One can improve performance by appending the UTF-8 representation of
each piece of the JSON serialization instead of the String building
code, since appending [UInt8] without doing all the checking that String
will do is faster for this case.

I realized that one of the test related to CharacterSet was very slow in constrained devices, but also relatively slow in beefy Linux machines (taking a couple of seconds to perform back and forth JSON encoding/decoding trips in memory). The test in question have to embed relatively large Data in the JSON string (around 128KB, if I remember correctly), which are serialized as Base64. When serializing the data, the serializer ask for the String representation of each object, and then appends all of them into a String, to later transform into an UTF-8 C string copied into a Data. One can improve performance by appending the UTF-8 representation of each piece of the JSON serialization instead of the String building code, since appending [UInt8] without doing all the checking that String will do is faster for this case.

drodriguez · 2019-07-05T22:48:18Z

@swift-ci please test

drodriguez · 2019-07-06T00:42:07Z

macOS seems to still fail with some Xcode error.

ianpartridge · 2019-07-06T07:09:47Z

Cool. How much faster is it?

drodriguez · 2019-07-07T03:20:59Z

IIRC the constrained device I was using reduced from 42 seconds to 32 seconds. I think this was all the TestCodable/test_CharacterSet_JSON. Those times were building without stdlib assertions enabled. With those, the test seemed not to finish in the same device (that was why I noticed). In a beefy Linux machine, but with the stdlib assertions, I think the time changed from 7 to 6 seconds, and it was not really significant without the stdlib assertions enabled.

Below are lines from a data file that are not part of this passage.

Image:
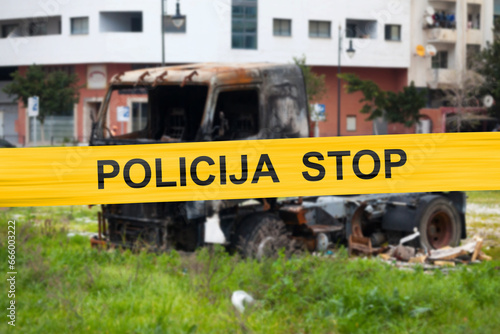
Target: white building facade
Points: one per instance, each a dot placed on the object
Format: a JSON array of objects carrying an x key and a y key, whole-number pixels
[{"x": 97, "y": 39}]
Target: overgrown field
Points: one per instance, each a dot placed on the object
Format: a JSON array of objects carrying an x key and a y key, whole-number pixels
[{"x": 64, "y": 286}]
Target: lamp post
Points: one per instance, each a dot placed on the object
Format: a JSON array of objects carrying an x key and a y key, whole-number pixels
[
  {"x": 350, "y": 53},
  {"x": 177, "y": 20}
]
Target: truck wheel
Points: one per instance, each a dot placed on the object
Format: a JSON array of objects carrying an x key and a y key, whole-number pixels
[
  {"x": 439, "y": 224},
  {"x": 262, "y": 236}
]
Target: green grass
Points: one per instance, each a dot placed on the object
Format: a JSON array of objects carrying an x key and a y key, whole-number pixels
[{"x": 64, "y": 286}]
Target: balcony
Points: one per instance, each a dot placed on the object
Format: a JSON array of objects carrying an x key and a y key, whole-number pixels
[
  {"x": 474, "y": 36},
  {"x": 441, "y": 35},
  {"x": 441, "y": 77}
]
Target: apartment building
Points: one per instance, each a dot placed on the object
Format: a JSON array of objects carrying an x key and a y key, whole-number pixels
[
  {"x": 448, "y": 33},
  {"x": 97, "y": 39}
]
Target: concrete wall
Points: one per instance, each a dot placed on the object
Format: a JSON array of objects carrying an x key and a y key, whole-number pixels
[{"x": 208, "y": 34}]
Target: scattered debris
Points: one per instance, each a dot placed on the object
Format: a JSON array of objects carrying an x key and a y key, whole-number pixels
[
  {"x": 240, "y": 298},
  {"x": 405, "y": 256}
]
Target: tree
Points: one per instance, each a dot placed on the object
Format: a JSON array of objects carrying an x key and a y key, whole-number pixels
[
  {"x": 487, "y": 64},
  {"x": 57, "y": 91},
  {"x": 401, "y": 107},
  {"x": 315, "y": 84}
]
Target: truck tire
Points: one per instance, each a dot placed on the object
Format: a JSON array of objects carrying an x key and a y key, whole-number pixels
[
  {"x": 439, "y": 224},
  {"x": 261, "y": 235}
]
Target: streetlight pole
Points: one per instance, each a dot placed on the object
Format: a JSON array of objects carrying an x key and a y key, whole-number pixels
[
  {"x": 162, "y": 33},
  {"x": 338, "y": 81},
  {"x": 177, "y": 20},
  {"x": 350, "y": 52}
]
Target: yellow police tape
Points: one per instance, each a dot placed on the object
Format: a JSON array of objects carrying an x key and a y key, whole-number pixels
[{"x": 249, "y": 169}]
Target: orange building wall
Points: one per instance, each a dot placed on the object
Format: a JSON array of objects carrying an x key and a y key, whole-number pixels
[
  {"x": 387, "y": 79},
  {"x": 85, "y": 93}
]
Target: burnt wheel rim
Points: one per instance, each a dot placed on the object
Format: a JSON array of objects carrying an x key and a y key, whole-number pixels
[{"x": 439, "y": 230}]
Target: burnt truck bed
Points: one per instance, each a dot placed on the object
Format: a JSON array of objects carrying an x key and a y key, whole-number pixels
[{"x": 230, "y": 102}]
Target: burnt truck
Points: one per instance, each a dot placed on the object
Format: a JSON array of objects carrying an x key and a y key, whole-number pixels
[{"x": 230, "y": 102}]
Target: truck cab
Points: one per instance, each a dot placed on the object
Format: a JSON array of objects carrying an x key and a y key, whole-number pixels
[{"x": 235, "y": 102}]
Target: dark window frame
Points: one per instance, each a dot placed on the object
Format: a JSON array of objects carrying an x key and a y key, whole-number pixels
[
  {"x": 315, "y": 25},
  {"x": 244, "y": 24},
  {"x": 73, "y": 21},
  {"x": 440, "y": 60},
  {"x": 388, "y": 32},
  {"x": 282, "y": 31},
  {"x": 7, "y": 29}
]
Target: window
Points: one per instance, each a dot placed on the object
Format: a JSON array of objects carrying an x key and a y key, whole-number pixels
[
  {"x": 169, "y": 25},
  {"x": 8, "y": 29},
  {"x": 282, "y": 27},
  {"x": 79, "y": 25},
  {"x": 237, "y": 114},
  {"x": 120, "y": 22},
  {"x": 320, "y": 29},
  {"x": 471, "y": 55},
  {"x": 351, "y": 123},
  {"x": 440, "y": 60},
  {"x": 139, "y": 115},
  {"x": 244, "y": 24},
  {"x": 361, "y": 29},
  {"x": 392, "y": 32},
  {"x": 38, "y": 28}
]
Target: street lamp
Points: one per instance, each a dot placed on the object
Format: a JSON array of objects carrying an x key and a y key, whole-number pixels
[
  {"x": 177, "y": 20},
  {"x": 350, "y": 52}
]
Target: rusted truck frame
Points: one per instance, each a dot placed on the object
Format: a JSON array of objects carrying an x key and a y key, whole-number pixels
[{"x": 208, "y": 102}]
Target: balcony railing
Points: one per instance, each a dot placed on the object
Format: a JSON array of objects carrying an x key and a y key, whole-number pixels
[
  {"x": 441, "y": 77},
  {"x": 474, "y": 36},
  {"x": 441, "y": 35}
]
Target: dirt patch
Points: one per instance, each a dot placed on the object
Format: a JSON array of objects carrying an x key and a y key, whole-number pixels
[{"x": 484, "y": 221}]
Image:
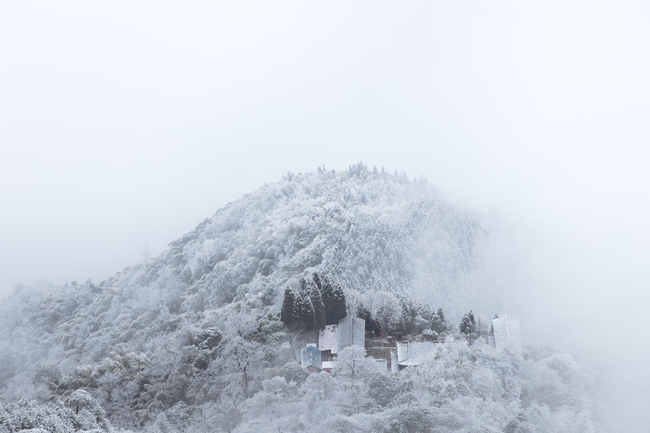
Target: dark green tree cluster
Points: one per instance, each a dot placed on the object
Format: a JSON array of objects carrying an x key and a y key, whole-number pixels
[
  {"x": 418, "y": 316},
  {"x": 373, "y": 327},
  {"x": 467, "y": 324},
  {"x": 317, "y": 303}
]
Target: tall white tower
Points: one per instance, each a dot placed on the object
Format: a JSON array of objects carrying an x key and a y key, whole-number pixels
[{"x": 507, "y": 334}]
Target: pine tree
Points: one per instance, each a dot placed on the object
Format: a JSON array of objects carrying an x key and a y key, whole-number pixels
[
  {"x": 467, "y": 325},
  {"x": 288, "y": 306},
  {"x": 333, "y": 300},
  {"x": 438, "y": 323},
  {"x": 317, "y": 302},
  {"x": 304, "y": 311}
]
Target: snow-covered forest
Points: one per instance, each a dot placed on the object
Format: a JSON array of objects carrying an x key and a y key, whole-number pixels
[{"x": 199, "y": 337}]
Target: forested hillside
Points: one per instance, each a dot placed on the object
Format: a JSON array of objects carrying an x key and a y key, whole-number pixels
[{"x": 193, "y": 339}]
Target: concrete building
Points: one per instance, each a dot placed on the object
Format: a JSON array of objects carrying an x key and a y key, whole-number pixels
[{"x": 507, "y": 335}]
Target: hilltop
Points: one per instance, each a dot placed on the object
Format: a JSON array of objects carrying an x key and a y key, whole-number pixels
[{"x": 173, "y": 339}]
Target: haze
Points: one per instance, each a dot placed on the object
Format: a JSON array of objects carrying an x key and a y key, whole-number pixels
[{"x": 127, "y": 123}]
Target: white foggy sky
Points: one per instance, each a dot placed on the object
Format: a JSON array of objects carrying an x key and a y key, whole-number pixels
[{"x": 125, "y": 123}]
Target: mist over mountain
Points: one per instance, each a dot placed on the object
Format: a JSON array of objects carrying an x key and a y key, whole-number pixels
[{"x": 191, "y": 336}]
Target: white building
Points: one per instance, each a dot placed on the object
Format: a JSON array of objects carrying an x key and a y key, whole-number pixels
[{"x": 507, "y": 334}]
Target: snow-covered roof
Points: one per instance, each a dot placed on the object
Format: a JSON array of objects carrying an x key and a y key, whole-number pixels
[
  {"x": 310, "y": 356},
  {"x": 414, "y": 352},
  {"x": 351, "y": 331}
]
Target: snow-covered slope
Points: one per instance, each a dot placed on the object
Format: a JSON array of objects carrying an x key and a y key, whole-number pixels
[{"x": 191, "y": 324}]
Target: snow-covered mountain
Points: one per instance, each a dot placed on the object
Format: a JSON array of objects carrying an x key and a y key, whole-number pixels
[{"x": 177, "y": 329}]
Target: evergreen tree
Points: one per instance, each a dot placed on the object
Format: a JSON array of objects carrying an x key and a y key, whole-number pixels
[
  {"x": 316, "y": 300},
  {"x": 467, "y": 325},
  {"x": 438, "y": 322},
  {"x": 288, "y": 306},
  {"x": 333, "y": 300},
  {"x": 304, "y": 311},
  {"x": 372, "y": 325}
]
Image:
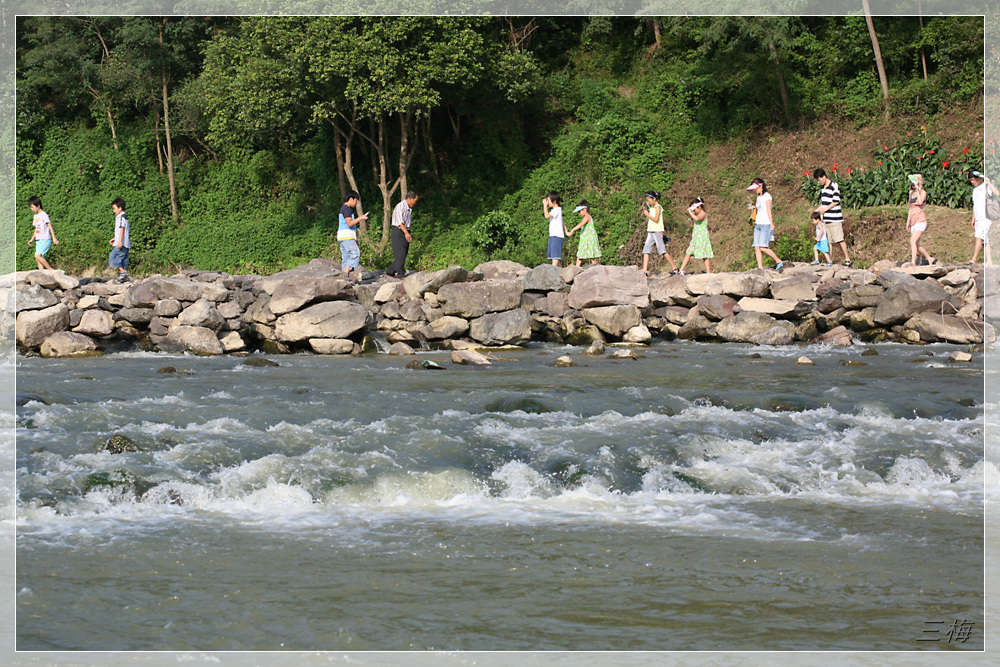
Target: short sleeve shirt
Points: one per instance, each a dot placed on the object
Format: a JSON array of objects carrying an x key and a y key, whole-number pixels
[
  {"x": 402, "y": 215},
  {"x": 41, "y": 222},
  {"x": 344, "y": 231},
  {"x": 762, "y": 217},
  {"x": 555, "y": 222},
  {"x": 655, "y": 225},
  {"x": 979, "y": 202},
  {"x": 831, "y": 195},
  {"x": 121, "y": 222}
]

millenomi · 2019-07-15T20:45:08Z

cc @bendjones — can you take a quick look here?

millenomi · 2019-07-15T20:45:31Z

And: is it worth it to port it to the overlay?

millenomi · 2019-07-17T19:39:14Z

Per offline discussion with @bendjones — yup; for the overlay, the perf characteristics of String's .utf8 may not make this a win, depending on what goes on.

bendjones · 2019-07-17T19:39:41Z

Seems fine for SCF to me and a reasonable change. As to the porting to the overlay question I’d just want to make sure the UTF8 guarantees are the same for bridged types (I think it’s fine but want to make sure and measure)

bendjones · 2019-07-17T20:25:21Z

Foundation/JSONSerialization.swift


        var writer = JSONWriter(
            pretty: opt.contains(.prettyPrinted),
            sortedKeys: opt.contains(.sortedKeys),
            writer: { (str: String?) in
                if let str = str {
-                    jsonStr.append(str)
+                    jsonStr.append(contentsOf: Array(str.utf8))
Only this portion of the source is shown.